Two sisters die after drinking poison-laced yoghurt in Hebei

BEIJING - Chinese police have arrested the head of a kindergarten and her associate over the deaths of two children from a rival school who drank yoghurt injected with rat poison, state media have said.

The five-year-old and six-year-old sisters from a village in northern Hebei province died after consuming the yoghurt drink which they had found in a bag on a roadside while walking to school with their grandmother.

Kindergarten director Shi Haixia and her associate Yang Wenming "admitted that they injected the poison into the yoghurt and left it on the street", the China Daily reported yesterday. "Their intention was to damage the reputation of the rival kindergarten."

The drink contained a strong rat poison called tetramine, the China Daily said, citing a local security official.

The pair were arrested on Wednesday, the day the younger girl died after a week in hospital. The six-year-old died within hours of consuming the yoghurt drink on April 24.

Recalling what happened that day, the girls' grandmother Ren Shuting told the Hebei Youth Daily newspaper that she had picked up the bag containing some books, pencils and a bottle of yoghurt drink and taken it home with her.

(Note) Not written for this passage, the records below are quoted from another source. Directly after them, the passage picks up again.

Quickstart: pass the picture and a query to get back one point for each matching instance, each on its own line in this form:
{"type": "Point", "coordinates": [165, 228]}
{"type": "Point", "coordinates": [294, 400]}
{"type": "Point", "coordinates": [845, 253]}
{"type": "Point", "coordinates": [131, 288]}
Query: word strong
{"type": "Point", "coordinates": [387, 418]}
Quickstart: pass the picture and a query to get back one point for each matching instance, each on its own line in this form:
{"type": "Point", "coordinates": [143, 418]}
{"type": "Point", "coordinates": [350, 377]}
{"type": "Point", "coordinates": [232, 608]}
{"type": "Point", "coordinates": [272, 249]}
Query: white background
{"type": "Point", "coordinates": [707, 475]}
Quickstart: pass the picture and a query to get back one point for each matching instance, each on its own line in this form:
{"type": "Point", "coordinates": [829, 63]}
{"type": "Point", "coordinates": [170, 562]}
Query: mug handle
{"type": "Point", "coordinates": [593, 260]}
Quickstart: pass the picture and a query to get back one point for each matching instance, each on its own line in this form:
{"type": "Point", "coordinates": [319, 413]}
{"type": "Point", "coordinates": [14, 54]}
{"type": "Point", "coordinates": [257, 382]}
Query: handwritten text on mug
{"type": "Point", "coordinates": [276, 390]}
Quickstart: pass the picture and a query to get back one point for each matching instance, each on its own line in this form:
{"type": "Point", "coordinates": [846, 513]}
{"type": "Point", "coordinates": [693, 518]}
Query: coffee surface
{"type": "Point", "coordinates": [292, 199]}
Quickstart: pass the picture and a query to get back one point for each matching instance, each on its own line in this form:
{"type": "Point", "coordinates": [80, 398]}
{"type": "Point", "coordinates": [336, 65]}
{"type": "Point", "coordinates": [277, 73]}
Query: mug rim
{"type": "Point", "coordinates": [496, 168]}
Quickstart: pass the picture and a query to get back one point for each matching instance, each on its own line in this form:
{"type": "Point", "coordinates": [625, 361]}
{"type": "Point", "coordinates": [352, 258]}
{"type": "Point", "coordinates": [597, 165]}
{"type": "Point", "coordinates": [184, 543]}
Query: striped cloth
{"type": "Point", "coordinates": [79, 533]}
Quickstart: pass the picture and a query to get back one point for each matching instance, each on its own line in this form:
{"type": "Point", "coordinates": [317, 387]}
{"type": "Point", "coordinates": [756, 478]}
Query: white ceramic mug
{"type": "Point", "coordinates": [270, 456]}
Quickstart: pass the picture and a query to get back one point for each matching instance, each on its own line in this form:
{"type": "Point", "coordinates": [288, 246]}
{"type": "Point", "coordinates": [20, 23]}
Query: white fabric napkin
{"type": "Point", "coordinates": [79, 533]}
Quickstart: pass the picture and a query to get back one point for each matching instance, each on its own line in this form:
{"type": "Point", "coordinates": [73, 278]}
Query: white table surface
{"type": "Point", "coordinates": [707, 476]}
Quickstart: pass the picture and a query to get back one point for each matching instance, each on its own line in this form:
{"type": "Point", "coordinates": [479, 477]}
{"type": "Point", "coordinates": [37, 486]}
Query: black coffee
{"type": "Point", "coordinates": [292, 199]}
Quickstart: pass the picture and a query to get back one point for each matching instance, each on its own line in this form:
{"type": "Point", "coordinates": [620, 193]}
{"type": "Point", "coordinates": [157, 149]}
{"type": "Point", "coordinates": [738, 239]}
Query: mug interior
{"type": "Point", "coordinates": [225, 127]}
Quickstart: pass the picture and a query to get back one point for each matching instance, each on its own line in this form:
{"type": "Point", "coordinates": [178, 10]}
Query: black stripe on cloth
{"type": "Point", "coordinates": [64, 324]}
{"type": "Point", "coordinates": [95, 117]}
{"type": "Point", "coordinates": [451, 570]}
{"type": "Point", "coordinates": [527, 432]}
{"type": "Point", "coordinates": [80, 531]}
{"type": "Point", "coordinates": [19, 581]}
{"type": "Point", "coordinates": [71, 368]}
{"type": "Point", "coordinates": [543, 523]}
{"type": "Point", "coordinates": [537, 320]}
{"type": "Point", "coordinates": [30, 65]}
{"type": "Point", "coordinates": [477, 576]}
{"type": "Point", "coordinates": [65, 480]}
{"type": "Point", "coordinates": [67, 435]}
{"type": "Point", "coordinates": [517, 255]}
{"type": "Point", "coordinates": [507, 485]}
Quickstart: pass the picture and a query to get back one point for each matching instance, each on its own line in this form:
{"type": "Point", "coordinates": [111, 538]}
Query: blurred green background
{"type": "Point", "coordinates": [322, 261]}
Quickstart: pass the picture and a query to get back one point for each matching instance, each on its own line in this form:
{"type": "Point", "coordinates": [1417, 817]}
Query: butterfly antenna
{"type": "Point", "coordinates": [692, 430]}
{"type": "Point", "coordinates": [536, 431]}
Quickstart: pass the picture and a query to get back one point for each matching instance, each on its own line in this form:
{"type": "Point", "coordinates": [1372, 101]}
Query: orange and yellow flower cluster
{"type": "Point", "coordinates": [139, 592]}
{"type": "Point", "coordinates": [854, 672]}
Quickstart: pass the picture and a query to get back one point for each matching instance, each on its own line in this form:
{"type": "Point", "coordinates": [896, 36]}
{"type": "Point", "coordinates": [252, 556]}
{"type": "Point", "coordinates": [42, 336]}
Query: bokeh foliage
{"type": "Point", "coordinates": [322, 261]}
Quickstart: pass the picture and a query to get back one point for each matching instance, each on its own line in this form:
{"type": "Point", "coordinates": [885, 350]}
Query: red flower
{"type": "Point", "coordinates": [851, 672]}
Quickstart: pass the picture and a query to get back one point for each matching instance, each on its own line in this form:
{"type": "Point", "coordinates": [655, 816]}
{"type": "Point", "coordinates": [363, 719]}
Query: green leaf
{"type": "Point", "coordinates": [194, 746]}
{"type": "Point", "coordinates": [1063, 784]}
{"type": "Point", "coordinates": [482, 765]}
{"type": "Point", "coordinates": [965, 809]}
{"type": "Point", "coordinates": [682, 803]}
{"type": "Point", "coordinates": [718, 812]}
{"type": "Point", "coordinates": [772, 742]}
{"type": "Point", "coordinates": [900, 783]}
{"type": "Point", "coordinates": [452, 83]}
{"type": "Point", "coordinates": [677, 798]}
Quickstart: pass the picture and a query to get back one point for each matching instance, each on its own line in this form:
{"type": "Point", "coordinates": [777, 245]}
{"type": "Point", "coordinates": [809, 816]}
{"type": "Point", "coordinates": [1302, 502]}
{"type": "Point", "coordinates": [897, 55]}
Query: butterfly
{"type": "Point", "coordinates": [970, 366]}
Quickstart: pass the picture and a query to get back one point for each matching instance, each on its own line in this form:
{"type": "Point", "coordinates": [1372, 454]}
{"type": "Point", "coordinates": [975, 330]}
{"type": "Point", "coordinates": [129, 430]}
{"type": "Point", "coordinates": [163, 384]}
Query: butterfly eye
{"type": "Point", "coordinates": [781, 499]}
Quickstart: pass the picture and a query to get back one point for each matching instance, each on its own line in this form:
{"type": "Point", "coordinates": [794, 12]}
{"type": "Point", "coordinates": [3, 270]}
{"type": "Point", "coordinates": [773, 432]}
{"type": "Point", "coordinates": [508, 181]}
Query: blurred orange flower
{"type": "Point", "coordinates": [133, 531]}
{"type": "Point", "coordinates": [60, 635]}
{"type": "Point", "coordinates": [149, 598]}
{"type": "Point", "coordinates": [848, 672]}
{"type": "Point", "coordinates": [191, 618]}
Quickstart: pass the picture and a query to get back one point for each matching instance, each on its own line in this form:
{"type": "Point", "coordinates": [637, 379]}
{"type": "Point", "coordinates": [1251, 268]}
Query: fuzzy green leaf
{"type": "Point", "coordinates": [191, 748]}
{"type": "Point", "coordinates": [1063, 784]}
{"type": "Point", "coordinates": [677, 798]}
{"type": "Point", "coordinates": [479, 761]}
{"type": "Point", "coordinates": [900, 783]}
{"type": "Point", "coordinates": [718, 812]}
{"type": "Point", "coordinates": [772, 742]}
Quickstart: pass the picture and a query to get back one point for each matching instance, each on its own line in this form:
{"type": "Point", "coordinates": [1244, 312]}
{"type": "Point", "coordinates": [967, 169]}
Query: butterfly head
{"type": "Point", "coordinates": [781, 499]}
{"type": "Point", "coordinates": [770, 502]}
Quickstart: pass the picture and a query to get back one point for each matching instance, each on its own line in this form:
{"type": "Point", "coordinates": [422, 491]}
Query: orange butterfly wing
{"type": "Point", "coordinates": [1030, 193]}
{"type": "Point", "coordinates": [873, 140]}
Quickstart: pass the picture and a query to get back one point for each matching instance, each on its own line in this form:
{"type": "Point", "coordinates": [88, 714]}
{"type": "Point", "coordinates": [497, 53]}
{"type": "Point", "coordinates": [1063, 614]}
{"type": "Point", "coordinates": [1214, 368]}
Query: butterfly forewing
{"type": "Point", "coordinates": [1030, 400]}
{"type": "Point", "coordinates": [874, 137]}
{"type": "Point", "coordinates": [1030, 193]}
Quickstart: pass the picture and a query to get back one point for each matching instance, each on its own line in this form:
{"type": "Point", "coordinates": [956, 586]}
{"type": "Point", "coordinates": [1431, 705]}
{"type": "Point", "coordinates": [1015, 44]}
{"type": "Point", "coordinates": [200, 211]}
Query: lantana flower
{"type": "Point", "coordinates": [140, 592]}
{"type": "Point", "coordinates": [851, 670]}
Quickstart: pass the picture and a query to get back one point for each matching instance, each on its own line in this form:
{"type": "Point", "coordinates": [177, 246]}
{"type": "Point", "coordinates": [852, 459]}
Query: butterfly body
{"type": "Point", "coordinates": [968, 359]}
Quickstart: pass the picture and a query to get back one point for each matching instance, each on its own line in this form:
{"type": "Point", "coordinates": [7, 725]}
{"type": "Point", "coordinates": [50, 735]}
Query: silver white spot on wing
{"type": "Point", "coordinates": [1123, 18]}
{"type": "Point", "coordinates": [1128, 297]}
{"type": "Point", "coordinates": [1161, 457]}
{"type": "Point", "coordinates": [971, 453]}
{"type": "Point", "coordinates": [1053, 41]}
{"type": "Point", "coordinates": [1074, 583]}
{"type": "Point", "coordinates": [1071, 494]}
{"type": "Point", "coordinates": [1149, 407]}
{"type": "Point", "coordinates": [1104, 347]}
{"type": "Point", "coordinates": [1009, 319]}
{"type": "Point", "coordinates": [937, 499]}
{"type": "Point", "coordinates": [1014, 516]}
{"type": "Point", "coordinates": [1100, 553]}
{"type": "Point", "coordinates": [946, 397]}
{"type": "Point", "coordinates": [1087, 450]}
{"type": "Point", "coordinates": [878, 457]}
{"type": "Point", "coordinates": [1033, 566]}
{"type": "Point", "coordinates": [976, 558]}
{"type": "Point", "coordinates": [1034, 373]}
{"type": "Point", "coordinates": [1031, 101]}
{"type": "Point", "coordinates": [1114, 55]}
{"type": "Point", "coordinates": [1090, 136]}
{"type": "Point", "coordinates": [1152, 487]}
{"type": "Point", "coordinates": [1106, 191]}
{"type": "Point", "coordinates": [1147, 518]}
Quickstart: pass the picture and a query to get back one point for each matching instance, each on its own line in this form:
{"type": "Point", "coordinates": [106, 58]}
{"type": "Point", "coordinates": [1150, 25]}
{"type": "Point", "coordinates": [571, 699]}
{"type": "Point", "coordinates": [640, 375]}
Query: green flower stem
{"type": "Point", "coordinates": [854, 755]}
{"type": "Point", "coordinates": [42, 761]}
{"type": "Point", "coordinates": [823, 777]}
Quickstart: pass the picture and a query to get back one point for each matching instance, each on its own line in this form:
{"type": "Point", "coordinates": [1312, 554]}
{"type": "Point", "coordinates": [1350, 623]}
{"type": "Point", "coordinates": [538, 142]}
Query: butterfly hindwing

When the girls returned home from kindergarten in the afternoon, they drank the yoghurt.

"The girls asked me, 'Grandma, why is this yoghurt so bitter?'" the newspaper quoted Madam Ren as saying.

She tasted it but thought nothing of it.

Later that afternoon, while playing outside the house, the younger girl fell to the ground and started twitching and foaming at the mouth, followed by her elder sister who was in the house.

The girls were rushed to hospital, but the older girl died on the way there.

Madam Ren was hospitalised for several days.

The China Daily cited a professor of primary education as saying that the murders exposed the problem of unregulated private schools that had sprung up to compensate for the lack of adequate public kindergartens.

"This is an extreme case showing the lack of supervision in pre-school education," it quoted Professor Yuan Ailing of East China Normal University as saying.

Many children in the countryside are cared for by their grandparents because their parents have left for cities to find work.